Vredevelt herself lost a baby halfway through a pregnancy, and has also lost a 16 year old son, so she has wrestled with the issues that come with losing children. Women who suffer pregnancy loss often experience a range of emotions, she says, from guilt and shame to bewilderment, especially if they took all the right steps to stay healthy while pregnant.

On that note, she says, despite the fact even though as many as 25 percent of known pregnancies end unsuccessfully, each woman experiences miscarriage not as part of a larger phenomenon but as a unique tragedy for which she may feel a need to affix blame.

“We try to fix blame to something because if we can blame something we can try to control it,” she says.

Hints for healing

“21 Days” tackles such subjects as “Day One: Reeling from the Shocking News,” “Day Four: Managing Your Anger,” and “Day Twenty-One: Rediscovering Joy.”

Each chapter outlines an issue women suffering from pregnancy loss face; assures the reader that what she feels is perfectly normal; and asks the reader to use various writing, drawing, breathing and “grief-relief” exercises to work through her pain.

For example, in “Day Four,” Vredevelt writes: “After losing a baby you experience a wild array of confusing feelings and physical symptoms. Rest assured you are not losing your mind. Life has abruptly plucked you from your previous familiar world and thrown you into a foreign place you didn’t sign up to visit.”

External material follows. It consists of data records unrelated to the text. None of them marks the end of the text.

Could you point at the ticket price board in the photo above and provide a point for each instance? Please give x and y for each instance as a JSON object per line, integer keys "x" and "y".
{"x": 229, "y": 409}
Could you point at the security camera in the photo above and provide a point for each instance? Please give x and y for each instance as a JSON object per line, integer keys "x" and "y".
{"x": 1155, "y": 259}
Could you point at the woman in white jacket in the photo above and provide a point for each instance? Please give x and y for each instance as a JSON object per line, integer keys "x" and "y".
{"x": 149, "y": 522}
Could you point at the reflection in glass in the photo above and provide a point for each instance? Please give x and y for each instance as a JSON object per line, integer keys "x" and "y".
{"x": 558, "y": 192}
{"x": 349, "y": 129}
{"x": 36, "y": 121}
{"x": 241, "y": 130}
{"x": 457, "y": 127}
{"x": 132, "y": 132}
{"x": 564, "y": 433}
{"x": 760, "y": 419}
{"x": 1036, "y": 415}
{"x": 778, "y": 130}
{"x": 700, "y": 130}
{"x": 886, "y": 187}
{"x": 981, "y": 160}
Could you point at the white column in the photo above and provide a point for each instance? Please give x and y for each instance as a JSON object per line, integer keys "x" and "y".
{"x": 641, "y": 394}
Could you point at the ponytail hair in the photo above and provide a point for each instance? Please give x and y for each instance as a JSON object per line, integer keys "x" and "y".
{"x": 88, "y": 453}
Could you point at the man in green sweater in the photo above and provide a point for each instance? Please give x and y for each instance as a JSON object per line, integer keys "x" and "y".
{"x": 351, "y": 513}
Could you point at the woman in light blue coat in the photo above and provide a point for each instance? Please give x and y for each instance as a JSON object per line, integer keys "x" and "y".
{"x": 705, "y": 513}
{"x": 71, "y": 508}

The chapter then lists various exercises for a woman to undertake. One such exercise involves focused breathing.

“With each breath, invite God’s love and life-giving energy to refresh you. Exhale your frustrations and stress to God.”

The chapter concludes with what could be called a summation of the philosophy behind “21 Days.”

“It’s time to give yourself grace,” Vredevelt writes. “Write a compassionate note to yourself acknowledging the many ways you are courageously persevering through this season of suffering.”